The technology and telecommunications sector maintained relative stability with very marginal growth, reflecting local market saturation and high competition, while the energy and utilities sector saw a limited improvement in profits from JD120.7 million to JD126.1 million, with continued pressure from operating costs and fuel price volatility.
The performance analysis shows that growth in 2025 was driven primarily by operating activities, with relative stability in the tax burden across most sectors, although its intensity varied clearly from one sector to another.

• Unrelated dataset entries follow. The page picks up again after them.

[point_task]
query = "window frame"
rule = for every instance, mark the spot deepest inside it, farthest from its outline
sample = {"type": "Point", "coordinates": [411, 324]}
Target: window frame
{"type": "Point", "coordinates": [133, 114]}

This situation reflects a Jordanian economy in a phase of gradual recovery, relying on major sectors such as banking and mining, with a gradual recovery in cyclical sectors such as tourism, transport and real estate, while some consumer sectors remain under clear economic pressure due to rising costs and inflationary challenges.
The kingdom’s real gross domestic product grew by 3 percent in the last quarter of 2025 compared with 2.6 percent in the final quarter of 2024, despite the effects of the war in Gaza and the Iranian-Israeli confrontation in 2025.
Inward foreign direct investment flows to the kingdom also grew by 25.1 percent in 2025, reaching $2.024 billion compared with $1.618 billion in 2024, the highest level for such flows since 2017, an indicator that reflects growing investor confidence in the national economy, the soundness of economic policies, and the attractiveness of the kingdom’s investment environment.